- The prototype EOS 001

General information
- Type: Homebuilt aircraft
- National origin: United States
- Manufacturer: Airmotive Engineers
- Status: Production completed
- Number built: At least two

History
- Introduction date: 1978

= Airmotive EOS 001 =

American homebuilt aircraft

The Airmotive EOS 001 is an American homebuilt aircraft that was designed and produced by Airmotive Engineers of Pontiac, Michigan. The aircraft was supplied as a kit for amateur construction, but is no longer available.

==Design and development==
The aircraft features a cantilever low-wing, a single-seat, enclosed open cockpit under a bubble canopy, retractable tricycle landing gear and a single engine in tractor configuration.

The aircraft is made from bonded and pop riveted aluminum sheet and has a 26.0 ft span wing. Optimized for simplicity of construction, the design has no compound curves and requires no jigs or special tools. The standard engine intended to be supplied with the kit was the 55 hp two-stroke Hirth 2702 powerplant with a reduction gearbox that allowed the propeller to operate at lower tip speeds.

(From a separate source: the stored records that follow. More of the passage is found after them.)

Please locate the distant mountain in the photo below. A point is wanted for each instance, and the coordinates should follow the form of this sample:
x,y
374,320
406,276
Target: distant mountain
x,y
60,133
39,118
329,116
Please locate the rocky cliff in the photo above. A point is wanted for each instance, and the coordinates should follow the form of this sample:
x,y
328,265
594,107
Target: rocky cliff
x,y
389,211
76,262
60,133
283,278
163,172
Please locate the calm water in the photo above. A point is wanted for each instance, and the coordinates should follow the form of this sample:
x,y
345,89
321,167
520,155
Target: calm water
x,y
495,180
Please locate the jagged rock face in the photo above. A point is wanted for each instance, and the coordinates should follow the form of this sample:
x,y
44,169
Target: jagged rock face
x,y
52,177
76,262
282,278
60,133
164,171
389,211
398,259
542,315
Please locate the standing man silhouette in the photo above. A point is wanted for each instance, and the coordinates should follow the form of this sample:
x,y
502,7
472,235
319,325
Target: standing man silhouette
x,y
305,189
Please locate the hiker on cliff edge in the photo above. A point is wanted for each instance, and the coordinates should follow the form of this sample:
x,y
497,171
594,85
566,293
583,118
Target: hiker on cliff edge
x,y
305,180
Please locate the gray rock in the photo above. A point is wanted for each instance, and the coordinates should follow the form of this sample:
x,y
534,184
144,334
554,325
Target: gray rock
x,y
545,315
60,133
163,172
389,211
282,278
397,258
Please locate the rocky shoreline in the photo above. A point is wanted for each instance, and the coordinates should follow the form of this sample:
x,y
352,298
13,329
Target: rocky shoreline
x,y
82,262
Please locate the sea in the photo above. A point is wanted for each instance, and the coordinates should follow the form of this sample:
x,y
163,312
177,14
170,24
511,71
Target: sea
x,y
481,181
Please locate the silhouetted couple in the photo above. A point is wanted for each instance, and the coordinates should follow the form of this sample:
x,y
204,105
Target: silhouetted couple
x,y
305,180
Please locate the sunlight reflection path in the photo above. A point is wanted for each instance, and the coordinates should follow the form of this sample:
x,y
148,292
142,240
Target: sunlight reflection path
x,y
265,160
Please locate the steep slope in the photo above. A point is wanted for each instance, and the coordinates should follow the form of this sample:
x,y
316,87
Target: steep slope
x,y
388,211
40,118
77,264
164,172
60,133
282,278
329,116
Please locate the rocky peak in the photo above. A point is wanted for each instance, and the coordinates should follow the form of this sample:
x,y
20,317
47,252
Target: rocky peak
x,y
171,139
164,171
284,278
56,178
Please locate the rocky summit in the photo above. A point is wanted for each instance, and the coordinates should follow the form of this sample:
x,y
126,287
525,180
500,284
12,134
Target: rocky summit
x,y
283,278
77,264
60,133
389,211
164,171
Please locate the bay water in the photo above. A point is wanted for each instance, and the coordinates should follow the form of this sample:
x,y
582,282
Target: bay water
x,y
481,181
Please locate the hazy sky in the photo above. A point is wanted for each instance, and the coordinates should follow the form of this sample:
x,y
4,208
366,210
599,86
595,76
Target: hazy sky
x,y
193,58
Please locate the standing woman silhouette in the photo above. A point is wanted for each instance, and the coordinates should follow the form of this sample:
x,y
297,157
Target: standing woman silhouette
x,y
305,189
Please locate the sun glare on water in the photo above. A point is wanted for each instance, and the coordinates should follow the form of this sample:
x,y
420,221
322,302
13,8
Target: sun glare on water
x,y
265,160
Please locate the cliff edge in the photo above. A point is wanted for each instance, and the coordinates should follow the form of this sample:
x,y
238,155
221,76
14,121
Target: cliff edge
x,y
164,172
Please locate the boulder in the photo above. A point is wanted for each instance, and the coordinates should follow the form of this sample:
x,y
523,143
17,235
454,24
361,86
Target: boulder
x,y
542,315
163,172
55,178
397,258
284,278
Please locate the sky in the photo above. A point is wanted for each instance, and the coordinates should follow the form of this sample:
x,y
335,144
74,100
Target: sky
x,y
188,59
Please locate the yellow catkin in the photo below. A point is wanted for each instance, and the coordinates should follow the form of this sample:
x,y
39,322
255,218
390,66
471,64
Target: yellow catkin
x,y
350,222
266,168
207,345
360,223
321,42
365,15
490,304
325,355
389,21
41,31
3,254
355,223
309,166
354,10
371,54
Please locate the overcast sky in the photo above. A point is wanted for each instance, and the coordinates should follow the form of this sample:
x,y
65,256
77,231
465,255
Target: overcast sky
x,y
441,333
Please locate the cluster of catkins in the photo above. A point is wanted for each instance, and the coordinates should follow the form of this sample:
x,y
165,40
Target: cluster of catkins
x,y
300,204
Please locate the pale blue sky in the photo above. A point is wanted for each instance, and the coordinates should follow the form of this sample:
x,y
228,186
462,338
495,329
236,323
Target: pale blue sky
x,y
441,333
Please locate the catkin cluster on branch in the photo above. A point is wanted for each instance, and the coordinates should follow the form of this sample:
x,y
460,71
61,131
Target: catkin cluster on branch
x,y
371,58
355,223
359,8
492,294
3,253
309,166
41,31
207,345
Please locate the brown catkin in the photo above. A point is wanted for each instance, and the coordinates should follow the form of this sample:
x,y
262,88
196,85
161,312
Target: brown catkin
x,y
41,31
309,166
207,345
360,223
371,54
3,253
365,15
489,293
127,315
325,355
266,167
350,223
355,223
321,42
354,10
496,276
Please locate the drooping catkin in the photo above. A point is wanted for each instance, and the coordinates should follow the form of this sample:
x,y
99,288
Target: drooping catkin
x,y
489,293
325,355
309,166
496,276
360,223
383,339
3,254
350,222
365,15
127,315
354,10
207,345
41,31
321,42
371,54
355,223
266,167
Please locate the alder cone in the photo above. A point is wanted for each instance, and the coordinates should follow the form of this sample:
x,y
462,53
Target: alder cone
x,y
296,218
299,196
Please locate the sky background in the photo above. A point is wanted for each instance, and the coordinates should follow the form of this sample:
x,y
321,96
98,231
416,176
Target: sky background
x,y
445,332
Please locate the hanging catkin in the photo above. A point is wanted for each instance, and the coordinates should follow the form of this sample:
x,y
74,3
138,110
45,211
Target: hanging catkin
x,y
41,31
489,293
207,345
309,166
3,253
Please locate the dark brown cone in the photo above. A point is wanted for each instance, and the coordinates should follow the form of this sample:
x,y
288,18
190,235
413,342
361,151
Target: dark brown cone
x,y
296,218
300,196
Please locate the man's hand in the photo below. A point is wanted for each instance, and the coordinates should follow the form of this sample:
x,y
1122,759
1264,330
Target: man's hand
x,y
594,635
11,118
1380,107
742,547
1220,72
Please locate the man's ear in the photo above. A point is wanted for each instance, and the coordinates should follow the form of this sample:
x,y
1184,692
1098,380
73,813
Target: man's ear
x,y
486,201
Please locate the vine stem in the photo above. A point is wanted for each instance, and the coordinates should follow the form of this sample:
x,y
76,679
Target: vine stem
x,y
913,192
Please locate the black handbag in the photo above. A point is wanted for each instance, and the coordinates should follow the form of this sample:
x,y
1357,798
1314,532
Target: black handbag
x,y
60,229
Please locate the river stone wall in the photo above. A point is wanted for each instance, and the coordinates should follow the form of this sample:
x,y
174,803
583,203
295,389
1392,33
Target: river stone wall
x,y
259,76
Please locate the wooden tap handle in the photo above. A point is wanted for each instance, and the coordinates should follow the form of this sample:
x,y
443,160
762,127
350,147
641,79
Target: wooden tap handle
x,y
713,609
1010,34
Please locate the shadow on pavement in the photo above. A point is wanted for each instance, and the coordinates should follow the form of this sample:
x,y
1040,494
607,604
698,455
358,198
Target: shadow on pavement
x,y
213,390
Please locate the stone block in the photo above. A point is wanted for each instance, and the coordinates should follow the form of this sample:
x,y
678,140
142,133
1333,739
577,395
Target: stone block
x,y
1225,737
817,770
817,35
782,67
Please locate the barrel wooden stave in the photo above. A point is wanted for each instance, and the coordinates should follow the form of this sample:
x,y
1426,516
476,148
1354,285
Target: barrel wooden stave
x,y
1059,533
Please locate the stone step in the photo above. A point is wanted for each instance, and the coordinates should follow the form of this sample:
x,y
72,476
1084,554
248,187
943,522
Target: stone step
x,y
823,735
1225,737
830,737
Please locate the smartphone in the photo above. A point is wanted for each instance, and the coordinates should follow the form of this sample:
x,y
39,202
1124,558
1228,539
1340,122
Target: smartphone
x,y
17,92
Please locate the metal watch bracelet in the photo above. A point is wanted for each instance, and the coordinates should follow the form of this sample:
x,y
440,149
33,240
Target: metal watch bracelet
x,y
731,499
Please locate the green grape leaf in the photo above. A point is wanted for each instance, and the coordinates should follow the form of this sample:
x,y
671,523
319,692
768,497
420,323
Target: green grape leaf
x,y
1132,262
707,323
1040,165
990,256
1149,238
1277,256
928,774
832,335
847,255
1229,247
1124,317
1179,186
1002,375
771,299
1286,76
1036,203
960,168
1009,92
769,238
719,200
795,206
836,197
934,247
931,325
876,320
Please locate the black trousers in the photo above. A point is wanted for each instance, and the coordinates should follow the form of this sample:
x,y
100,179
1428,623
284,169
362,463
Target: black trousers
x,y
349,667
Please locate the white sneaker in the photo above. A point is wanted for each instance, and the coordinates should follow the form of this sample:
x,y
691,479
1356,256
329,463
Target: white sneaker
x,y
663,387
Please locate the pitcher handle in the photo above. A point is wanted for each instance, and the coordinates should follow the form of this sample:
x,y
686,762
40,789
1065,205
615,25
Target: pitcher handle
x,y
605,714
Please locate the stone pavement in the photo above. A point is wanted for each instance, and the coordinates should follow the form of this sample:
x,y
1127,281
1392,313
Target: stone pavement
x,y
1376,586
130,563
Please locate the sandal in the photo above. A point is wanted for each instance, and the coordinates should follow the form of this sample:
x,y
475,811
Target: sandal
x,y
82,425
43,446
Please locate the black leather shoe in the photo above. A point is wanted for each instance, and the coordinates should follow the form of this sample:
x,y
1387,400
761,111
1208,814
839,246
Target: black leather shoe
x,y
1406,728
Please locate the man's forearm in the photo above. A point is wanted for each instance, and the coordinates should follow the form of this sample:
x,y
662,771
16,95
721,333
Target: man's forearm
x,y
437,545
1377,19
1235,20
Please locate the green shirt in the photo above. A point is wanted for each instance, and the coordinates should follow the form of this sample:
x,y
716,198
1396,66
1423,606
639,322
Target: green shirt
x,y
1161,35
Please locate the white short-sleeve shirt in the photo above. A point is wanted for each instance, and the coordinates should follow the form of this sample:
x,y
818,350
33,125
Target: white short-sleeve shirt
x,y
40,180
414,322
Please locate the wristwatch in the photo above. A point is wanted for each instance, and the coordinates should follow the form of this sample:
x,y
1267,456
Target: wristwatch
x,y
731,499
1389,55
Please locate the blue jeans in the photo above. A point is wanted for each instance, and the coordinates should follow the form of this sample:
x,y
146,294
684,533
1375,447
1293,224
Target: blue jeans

This engine permits the EOS 001 to cruise at 187 mph and achieve a top level speed of 200 mph. The prototype was equipped with a Volkswagen air-cooled engine.

The aircraft has an empty weight of 320 lb and a gross weight of 750 lb, giving a useful load of 430 lb. With full fuel of 20 u.s.gal the payload is 310 lb.

In 1978 the claimed completion cost was US$2,000, not counting labor.

==Operational history==
The prototype EOS 001 was registered in the United States with the Federal Aviation Administration (FAA) in 1978.

By October 2013 two examples, including the prototype, had been at one time registered in the United States with the FAA, but both registrations were later canceled and it is likely that no examples of this type exist today.